Maybe that was why his fever persisted. Or maybe it was a reminder that no matter how hard he tried it would never change.
The alley twisted and turned, but he wasn't paying attention. Too dazed, too hungry, too tired. He didn't even see the stack of crates until he collided with them. They clattered loudly, then moments later a door burst open.
"There he is! The same rat who stole from us a few days ago!"
He was bleeding now, but he couldn't stop. He fled before the man could reach him. The man began to scream and shout, not dressed well enough to pursue.
What a luxury.
The world throbbed as he continued, unsure if it was his head or the sound around him. He wasn't sure if he had lost those who were chasing him over a slice of bread he stole. But it didn't matter.
Run away. Run away from everything. If I can't see it, it can't hurt me. If I can't see it, it's not there.
Everything pulsed as he felt a certain type of weakness kick in. Ringing in his ears came first, then his body began to slow, flopping like he was made of tallow. His heart began to feel sharp--he couldn't run anymore.
Faint voices were still encroaching, but as he took his next step, his ankle twisted.
His vision swam as he fell to the floor in the middle of the cobble-stone path. He rolled over looking at the snow crusted rooftops. At least in such a cruel world, the snow from the sky was soft. But why did it have to be so cold?
His hands stung as he looked at them. His sweat barely steamed. They were burned red from the unrelenting icy breeze, as did his skin split at the knuckles. They didn't resemble hands capable of holding anything--not hope, not the single slice of bread that was now laying beside him, soaking into the dirty water running through the gutters.
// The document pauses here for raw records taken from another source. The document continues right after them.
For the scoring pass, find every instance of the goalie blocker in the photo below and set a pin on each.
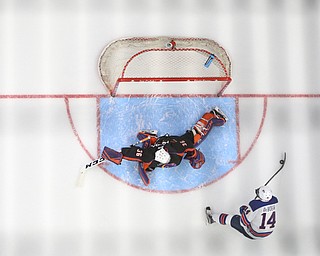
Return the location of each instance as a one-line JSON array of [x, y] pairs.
[[168, 151]]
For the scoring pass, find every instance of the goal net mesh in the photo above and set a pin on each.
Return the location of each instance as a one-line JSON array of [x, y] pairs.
[[165, 59]]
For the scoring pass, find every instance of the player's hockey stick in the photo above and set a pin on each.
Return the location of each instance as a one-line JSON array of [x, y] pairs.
[[97, 162], [282, 162]]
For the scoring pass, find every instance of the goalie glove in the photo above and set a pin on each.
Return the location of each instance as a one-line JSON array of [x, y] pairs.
[[197, 159]]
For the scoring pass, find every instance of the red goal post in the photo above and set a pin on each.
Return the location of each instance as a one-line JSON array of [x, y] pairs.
[[165, 59]]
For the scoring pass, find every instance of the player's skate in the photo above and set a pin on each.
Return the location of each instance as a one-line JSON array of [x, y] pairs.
[[209, 215], [218, 112]]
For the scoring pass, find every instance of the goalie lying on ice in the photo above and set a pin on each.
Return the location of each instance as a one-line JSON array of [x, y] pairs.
[[168, 151]]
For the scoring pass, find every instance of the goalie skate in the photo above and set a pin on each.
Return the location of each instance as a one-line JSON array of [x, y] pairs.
[[218, 112], [209, 218]]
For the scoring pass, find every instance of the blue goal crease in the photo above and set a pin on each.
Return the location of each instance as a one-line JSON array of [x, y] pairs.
[[122, 118]]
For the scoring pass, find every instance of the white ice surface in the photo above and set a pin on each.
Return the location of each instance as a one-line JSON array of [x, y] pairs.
[[52, 47]]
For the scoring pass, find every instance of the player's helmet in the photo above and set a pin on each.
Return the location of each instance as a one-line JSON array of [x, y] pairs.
[[264, 193]]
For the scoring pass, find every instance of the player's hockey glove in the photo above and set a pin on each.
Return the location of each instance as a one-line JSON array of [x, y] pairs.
[[198, 160], [243, 209]]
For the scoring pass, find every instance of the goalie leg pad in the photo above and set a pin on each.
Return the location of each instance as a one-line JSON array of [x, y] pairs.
[[112, 155], [202, 128]]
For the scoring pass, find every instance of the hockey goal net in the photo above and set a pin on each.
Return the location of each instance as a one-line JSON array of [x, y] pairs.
[[167, 62]]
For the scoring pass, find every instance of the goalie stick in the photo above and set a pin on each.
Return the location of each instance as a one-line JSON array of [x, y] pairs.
[[97, 162]]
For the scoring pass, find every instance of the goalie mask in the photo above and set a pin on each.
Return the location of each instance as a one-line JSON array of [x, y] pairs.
[[264, 193], [162, 156]]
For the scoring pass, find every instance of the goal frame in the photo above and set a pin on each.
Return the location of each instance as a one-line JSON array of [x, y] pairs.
[[170, 46]]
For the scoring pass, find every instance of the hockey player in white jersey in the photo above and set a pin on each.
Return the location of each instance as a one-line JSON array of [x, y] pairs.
[[256, 220]]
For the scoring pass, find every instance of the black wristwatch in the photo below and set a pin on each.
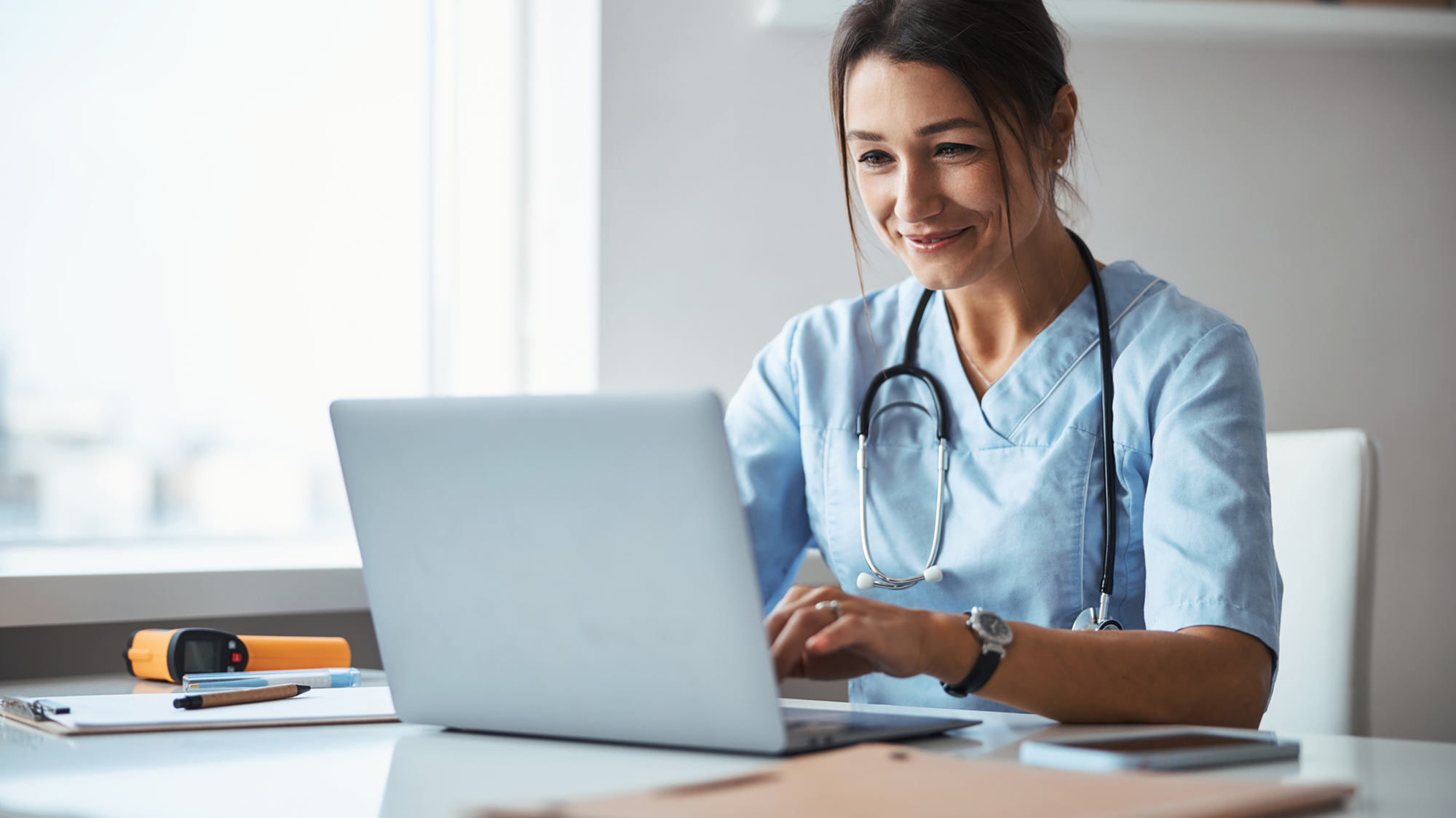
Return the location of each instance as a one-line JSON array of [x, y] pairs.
[[995, 635]]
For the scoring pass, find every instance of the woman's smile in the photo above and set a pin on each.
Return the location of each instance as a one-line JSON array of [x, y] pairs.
[[933, 242]]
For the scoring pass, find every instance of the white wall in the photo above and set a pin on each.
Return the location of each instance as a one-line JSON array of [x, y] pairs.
[[1307, 194]]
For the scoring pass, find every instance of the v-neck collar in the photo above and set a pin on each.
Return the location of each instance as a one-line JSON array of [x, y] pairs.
[[998, 417]]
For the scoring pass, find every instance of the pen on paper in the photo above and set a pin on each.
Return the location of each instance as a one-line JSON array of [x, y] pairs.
[[240, 696]]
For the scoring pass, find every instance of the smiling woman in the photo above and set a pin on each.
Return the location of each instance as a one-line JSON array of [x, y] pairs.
[[956, 123]]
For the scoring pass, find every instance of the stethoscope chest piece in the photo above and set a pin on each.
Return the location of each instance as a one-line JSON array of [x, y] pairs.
[[1091, 619]]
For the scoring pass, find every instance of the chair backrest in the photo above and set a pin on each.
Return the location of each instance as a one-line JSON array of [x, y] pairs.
[[1323, 488]]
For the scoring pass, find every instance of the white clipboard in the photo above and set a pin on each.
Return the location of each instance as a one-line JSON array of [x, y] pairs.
[[148, 712]]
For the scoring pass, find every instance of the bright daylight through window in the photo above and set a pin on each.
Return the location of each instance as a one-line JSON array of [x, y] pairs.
[[219, 218]]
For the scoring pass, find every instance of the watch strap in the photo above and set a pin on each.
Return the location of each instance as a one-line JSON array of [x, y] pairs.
[[981, 675]]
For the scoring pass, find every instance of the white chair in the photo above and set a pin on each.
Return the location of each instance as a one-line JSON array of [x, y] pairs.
[[1323, 487]]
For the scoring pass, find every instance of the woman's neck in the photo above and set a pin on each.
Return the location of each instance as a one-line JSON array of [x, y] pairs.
[[998, 317]]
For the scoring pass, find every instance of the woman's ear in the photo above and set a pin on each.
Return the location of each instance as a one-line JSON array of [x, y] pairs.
[[1064, 123]]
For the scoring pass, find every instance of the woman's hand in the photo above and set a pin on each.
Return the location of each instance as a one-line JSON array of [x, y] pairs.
[[867, 637]]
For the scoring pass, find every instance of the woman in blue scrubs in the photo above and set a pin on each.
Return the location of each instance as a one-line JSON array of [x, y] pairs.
[[956, 124]]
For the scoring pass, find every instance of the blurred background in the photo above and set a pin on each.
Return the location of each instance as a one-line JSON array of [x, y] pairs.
[[219, 218]]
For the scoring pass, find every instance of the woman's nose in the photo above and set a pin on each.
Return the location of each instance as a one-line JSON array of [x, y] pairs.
[[919, 196]]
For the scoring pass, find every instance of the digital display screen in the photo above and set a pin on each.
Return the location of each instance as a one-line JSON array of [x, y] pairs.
[[1180, 742], [202, 656]]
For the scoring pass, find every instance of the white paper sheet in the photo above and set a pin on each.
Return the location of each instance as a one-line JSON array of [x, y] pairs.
[[155, 711]]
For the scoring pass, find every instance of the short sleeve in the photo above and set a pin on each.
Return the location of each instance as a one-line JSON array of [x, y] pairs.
[[1208, 531], [764, 434]]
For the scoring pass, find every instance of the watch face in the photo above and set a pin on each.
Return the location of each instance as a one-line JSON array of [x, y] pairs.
[[994, 627]]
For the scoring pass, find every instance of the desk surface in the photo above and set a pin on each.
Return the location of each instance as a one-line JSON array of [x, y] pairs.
[[417, 771]]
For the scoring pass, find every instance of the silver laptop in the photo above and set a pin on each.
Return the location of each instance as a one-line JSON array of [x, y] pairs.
[[573, 567]]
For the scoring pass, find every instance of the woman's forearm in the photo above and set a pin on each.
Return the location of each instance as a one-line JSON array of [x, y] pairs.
[[1202, 676]]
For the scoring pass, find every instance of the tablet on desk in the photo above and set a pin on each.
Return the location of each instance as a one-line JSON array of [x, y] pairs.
[[1173, 749]]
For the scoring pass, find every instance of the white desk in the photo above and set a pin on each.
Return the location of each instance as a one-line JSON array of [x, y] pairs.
[[414, 771]]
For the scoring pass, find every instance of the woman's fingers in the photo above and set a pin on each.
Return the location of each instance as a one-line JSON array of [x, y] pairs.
[[788, 644], [799, 597], [887, 641]]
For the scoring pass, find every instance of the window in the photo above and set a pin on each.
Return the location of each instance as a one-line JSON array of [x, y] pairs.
[[219, 218]]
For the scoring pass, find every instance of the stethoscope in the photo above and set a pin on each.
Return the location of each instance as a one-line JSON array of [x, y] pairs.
[[1091, 619]]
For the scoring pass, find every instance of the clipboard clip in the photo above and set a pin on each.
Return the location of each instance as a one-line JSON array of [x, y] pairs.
[[33, 710]]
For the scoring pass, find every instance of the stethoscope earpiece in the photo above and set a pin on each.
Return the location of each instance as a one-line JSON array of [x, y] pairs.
[[1091, 619]]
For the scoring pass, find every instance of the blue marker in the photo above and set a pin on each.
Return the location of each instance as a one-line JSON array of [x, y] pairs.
[[315, 679]]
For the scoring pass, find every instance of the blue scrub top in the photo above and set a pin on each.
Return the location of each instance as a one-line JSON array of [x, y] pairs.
[[1024, 491]]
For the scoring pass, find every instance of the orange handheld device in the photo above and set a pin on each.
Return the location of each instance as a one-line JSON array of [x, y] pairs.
[[167, 656]]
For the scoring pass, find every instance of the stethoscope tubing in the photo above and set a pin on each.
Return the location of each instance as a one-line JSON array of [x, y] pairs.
[[943, 421]]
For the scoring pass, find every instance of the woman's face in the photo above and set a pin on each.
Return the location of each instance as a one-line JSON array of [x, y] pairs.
[[928, 175]]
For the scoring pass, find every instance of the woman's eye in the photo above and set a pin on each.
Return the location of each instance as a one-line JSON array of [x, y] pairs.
[[874, 159], [954, 151]]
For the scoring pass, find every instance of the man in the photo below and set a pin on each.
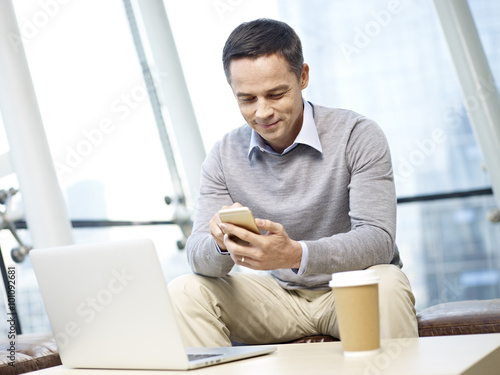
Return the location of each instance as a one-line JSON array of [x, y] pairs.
[[319, 182]]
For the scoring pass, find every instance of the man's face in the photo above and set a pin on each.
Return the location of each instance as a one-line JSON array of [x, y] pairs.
[[269, 95]]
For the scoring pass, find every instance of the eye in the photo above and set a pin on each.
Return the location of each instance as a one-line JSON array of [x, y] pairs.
[[277, 96], [247, 99]]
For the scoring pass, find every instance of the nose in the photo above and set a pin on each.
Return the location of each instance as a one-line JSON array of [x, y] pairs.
[[263, 111]]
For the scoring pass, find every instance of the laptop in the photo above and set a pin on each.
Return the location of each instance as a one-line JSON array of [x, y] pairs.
[[109, 308]]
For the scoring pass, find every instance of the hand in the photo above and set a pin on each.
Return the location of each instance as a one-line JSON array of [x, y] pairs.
[[271, 251], [215, 230]]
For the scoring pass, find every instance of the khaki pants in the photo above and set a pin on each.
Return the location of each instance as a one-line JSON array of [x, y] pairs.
[[254, 309]]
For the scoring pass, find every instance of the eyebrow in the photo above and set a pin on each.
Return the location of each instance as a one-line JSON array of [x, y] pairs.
[[274, 89]]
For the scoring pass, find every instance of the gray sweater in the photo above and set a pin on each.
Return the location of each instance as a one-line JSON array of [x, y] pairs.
[[340, 202]]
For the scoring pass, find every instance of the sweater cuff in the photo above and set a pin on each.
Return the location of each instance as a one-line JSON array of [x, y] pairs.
[[303, 262]]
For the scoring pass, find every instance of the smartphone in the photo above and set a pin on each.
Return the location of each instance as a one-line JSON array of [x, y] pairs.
[[240, 216]]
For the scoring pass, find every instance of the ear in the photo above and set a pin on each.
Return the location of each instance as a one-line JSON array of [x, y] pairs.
[[304, 77]]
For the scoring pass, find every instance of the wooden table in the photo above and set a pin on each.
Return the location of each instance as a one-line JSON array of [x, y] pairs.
[[450, 355]]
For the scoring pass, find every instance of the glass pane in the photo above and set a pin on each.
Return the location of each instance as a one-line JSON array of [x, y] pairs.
[[450, 249], [95, 109], [389, 61]]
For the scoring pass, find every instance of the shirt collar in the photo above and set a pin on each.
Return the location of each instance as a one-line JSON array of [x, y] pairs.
[[308, 135]]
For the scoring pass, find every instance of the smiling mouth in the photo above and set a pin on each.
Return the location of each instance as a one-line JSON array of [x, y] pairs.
[[267, 126]]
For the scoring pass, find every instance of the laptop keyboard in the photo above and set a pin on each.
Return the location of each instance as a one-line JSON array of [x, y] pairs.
[[193, 357]]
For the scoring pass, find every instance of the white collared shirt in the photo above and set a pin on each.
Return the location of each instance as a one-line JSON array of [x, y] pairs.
[[308, 135]]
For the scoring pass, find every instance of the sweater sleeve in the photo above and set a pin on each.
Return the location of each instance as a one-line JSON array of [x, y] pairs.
[[372, 208], [201, 248]]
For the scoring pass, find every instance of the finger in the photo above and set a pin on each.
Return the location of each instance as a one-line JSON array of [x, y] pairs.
[[268, 225]]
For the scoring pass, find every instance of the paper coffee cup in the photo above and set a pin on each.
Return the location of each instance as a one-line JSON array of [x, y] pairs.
[[356, 304]]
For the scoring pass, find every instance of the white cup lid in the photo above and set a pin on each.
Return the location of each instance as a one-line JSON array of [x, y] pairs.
[[354, 278]]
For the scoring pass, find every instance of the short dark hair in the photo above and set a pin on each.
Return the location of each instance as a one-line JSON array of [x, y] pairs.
[[263, 37]]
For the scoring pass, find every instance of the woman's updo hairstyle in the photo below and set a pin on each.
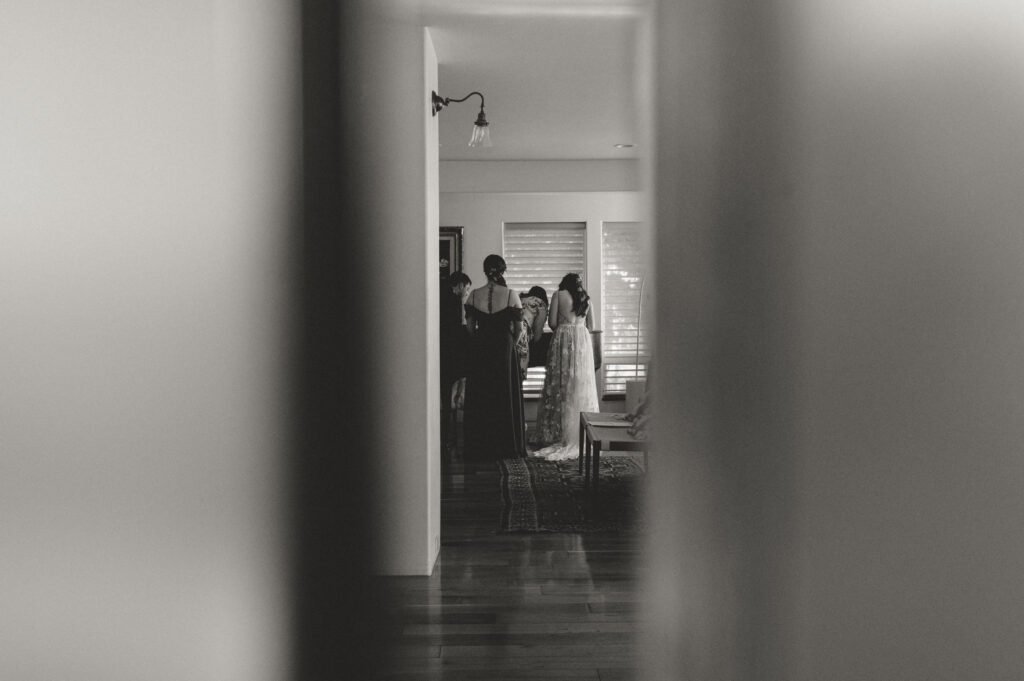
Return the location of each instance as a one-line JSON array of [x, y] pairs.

He wasn't sure if he would make it through the night.
Shadows passed near the corner he had rounded before he fell. Holding his breath, figures came into view. Children, not the people he was worrying about. But they were richer ones. Their coats were lined with thick wool.
They looked so warm.
"Why do they let that thing stay near the quarter? He's such an eyesore."
"Because no-one wants to drag it out."
Laughter followed.
"It'd be better if it just died."
He curled into a ball. Weak and fragile. He had accepted that things just weren't fair. Yes, that had happened a while ago. It wasn't so bad once upon a time--but since they came, since his parents were killed for just speaking out about the suffering in the slums…
The footsteps finally retreated, fading until the fever could no longer intensify the throbbing.
He grit his teeth. He couldn't die here.
He pushed his frame upward. He tried to get onto his feet--but it was in vain. His legs trembled and he fell.
The world tilted once more as he landed knees first into the slush on the side of the road.
He pressed a fist to his stomach. It was no longer hunger. It was something more akin to a monster clawing at him from inside, desperate to escape. Even the bread he stole could no longer be eaten, at least not with his fever. He'd have to hope he could scavenge something tomorrow, but not even the church would spare him anything.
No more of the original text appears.